AMAR AS PESSOAS DIFERENTES DE NÓS

 

Madre Teresa de Calcutá

Madre Teresa de Calcutá

 

«Todo o que recebe a um destes pequeninos em meu nome,
a mim é que recebe»
(Mc 9, 37).

Pode-se medir a maturidade de uma sociedade pelo cuidado que ela dispensa aos idosos, crianças e excepcionais, seus membros mais desprotegidos. Idosos desamparados, menores abandonados e excepcionais desassistidos são atestado de atraso social e desumanidade pessoal.

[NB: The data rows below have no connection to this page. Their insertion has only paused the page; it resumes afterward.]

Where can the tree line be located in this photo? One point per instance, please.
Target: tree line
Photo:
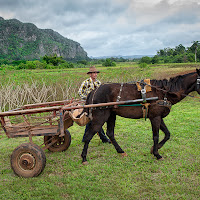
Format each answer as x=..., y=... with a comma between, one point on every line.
x=179, y=54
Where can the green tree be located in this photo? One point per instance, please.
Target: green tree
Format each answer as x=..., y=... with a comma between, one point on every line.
x=108, y=62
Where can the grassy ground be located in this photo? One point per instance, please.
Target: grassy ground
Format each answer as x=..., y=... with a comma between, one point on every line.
x=108, y=175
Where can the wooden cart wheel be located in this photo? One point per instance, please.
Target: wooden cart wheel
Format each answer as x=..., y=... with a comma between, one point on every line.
x=28, y=160
x=61, y=144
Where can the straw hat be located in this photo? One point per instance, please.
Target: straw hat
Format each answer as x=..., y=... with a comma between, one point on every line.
x=92, y=70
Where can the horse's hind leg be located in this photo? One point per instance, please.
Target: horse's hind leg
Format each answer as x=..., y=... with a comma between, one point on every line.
x=156, y=122
x=110, y=133
x=164, y=128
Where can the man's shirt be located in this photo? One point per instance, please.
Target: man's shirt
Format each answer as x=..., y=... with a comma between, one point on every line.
x=87, y=86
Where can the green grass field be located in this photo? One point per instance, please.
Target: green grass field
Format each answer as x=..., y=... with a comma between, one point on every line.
x=108, y=175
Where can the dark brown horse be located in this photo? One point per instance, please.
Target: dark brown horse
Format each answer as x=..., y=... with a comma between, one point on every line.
x=174, y=90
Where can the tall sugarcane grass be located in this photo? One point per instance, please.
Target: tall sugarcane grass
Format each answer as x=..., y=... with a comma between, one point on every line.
x=108, y=176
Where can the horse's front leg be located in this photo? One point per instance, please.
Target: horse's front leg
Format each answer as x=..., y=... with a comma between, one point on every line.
x=155, y=123
x=110, y=134
x=165, y=130
x=88, y=136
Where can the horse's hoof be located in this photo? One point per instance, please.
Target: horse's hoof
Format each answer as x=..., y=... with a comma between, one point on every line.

Nosso mundo, entusiasmado pela técnica, pelo trabalho, pela produção, costuma medir a qualidade e valor das pessoas por aquilo que podem produzir. Assim, quem não trabalha, é um peso social, uma peça que emperra a engrenagem econômica. Não se vê mais a pessoa, mas o produto de uma pessoa. Em casos extremos, procurou-se a eliminação física dessas pessoas, por serem um estorvo social. Na Alemanha de Hitler se assassinaram velhos, inválidos, deficientes físicos e mentais, homossexuais. Motivo: eram imprestáveis. Consumiam sem produzir. Não se adequavam à ilusão da raça «superior».

O portador de necessidades espciais é a maior vítima de uma sociedade marcada pelo prazer, pelo ter. Excepcional é toda pessoa que nasce com alguma deficiência, física ou mental. Neste último caso, talvez o mais grave, é um ser com razão, mas sem o uso da razão. Em qualquer situação, é uma pessoa.

Ele tem direito ao atendimento médico especial, ao amparo do Estado. Muitos deles, com assistência especializada, podem ser recuperados. Se possuem incapacidade física ou mental para determinadas atividades, são capazes de outros serviços. Diversos países, inclusive o Brasil,  obrigam as empresas a reservar um percentual dos empregos aos portadores de deficiências, que sempre se saem bem, se realizam, e prestam grandes serviços à comunidade. Muitas vezes, a pessoa permanece excepcional porque a sociedade não o assistiu convenientemente.

Neste contexto também se situa a responsabilidade da família do excepcional, pessoa mais sensível e carente que os outros filhos. Trágico o costume de «prender» o portador de deficiências mentais em casa, enquanto os pais saem para o trabalho. Se há amor por um ser humano, o caminho não é aprisioná-lo, deixando-o mais violentado ainda na sua sensibilidade.

Muitos pais de excepcionais se tornam «excepcionais» pelo cumprimento paciente e heróico de sua missão. Uma cruz que os amadurece, tornando-os merecedores do maior respeito e apoio. A mãe de um portador de deficiência é verdadeiramente uma heroína: como que, renuncia a viver, para que o filho tenha vida.

É extremamente perigosa a mentalidade que se impõe de permitir o aborto no caso de uma gravidez que indica a formação de um ser excepcional. Estaremos, na prática, favorecendo a eugenia: só pode nascer quem será útil, não dará trabalho, quem é «normal». Isso significará dar aos homens o direito de vida ou de morte sobre quem pode nascer. É o homem selecionando o próprio ser humano. A vida é dom de Deus, o único Senhor. Por mais que alguém seja excepcional, estará incluído no número de seus filhos, no número dos que ressuscitarão para a vida eterna. Isso é mais do que suficiente para que se nasça e se viva.